RESULTSDescriptive Statistics

The average age of our sample was 81.3 years and 60% were female (Table 1). The mean CMS-HCC, CDPSM, RxHCC, and CCI scores all were greater than 1.0, indicating a higher comorbidity burden than that observed in the general Medicare population. On average, beneficiaries with ADRD had 1.3 ADL limitations. Average total expenditures were $24,952 (in 2007 constant dollars) and average prescription drug expenditures were $2659 in year t + 1.

Overall Prediction

All diagnosis-based measures explained more variation in total expenditures than in drug expenditures (Table 2). In predicting total expenditures, the CMS-HCC and the CDPSM had higher adjusted R² values (14.7% and 14.9%, respectively) compared with the CCI (8.4%), the RxHCC (6.0%), and ADLs alone (2.8%). Incorporating ADLs modestly increased the adjusted R2 of the diagnosis-based models, with the CMSHCC and CDPSM remaining the most predictive (15.1% and 15.4%, respectively). Prior expenditures alone were more predictive (adjusted R² = 20.4%) than diagnoses plus ADLs.
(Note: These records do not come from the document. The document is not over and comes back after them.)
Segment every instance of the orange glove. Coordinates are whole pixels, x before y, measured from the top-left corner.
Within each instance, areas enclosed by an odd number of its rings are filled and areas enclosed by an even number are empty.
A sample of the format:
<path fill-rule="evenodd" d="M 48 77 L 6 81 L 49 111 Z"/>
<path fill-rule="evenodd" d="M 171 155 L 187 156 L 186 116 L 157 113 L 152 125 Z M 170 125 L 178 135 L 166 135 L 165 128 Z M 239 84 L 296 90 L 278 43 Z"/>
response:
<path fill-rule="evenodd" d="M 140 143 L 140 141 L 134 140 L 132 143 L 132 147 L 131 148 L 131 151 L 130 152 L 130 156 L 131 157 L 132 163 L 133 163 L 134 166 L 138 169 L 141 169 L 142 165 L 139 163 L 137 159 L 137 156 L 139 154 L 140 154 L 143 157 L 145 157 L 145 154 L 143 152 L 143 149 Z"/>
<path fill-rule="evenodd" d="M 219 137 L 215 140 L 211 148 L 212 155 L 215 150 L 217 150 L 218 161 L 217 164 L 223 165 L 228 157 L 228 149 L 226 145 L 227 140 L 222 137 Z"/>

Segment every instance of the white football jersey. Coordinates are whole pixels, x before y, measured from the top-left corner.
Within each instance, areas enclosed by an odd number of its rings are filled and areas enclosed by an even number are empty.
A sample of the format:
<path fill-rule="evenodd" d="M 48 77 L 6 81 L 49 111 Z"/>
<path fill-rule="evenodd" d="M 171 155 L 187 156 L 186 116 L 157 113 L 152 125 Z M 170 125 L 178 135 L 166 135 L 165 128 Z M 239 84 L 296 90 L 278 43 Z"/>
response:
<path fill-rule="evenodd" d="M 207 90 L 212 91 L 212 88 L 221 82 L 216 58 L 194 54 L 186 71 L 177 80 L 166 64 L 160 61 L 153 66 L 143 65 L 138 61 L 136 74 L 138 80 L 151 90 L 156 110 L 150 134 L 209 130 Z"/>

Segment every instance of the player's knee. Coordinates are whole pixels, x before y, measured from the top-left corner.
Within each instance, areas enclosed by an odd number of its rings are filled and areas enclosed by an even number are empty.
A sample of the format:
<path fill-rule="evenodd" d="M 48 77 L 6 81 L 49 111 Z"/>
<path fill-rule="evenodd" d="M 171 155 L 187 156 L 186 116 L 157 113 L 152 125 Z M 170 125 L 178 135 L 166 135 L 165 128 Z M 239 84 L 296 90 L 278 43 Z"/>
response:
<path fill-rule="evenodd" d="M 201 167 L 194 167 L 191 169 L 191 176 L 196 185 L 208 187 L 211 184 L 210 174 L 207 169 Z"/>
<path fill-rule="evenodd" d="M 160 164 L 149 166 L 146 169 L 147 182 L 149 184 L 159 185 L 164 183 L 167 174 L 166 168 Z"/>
In predicting drug expenditures, the RxHCC model explained nearly 10% of the variation, whereas other diagnosis-based models had less explanatory power (adjusted R² = 1.8%-2.7%). Prior drug expenditures had the greatest explanatory power (adjusted R² = 38.7%). Surprisingly, incorporating ADL limitations decreased the adjusted R² in all cases, indicating that ADLs failed to add statistical improvement to the models. Sensitivity analysis suggested a similar ranking of measures with GLM regressions.

Predictive Accuracy by Expenditure Quartile

Based on predictive ratios, all models substantially underpredicted total expenditures in the highest quartile and overpredicted those expenditures in the lowest quartile (Table 3). Predictive accuracy was better for the prior expenditure models. The CMS-HCC and CDPSM measures exhibited less underprediction in the highest quartile and less overprediction in the lowest quartile relative to other diagnosis-based measures, suggesting that CMS-HCC and CDPSM performed better in the low-cost group, the high-cost group, and in the overall sample. Adding ADLs modestly improved the predictive accuracy in each expenditure quartile.

In predicting drug expenditures, all models performed well for the middle 50% of beneficiaries, but underpredicted drug expenditures in the highest quartile by approximately 50%, and overpredicted those in the lowest quartile by nearly 7-fold (Table 4). Prior drug expenditures outperformed the RxHCC, which, in turn, outperformed other diagnoses in subgroups. Inclusion of ADLs did not improve prediction across drug expenditure quartiles.

Sensitivity analysis suggested that the GLM approach modestly improved predictive accuracy in the highest quartile of total expenditures but overpredicted more in the lowest quartile compared with OLS models (results not shown). Prior drug expenditures with GLM regressions were generally consistent with the OLS results in Table 4.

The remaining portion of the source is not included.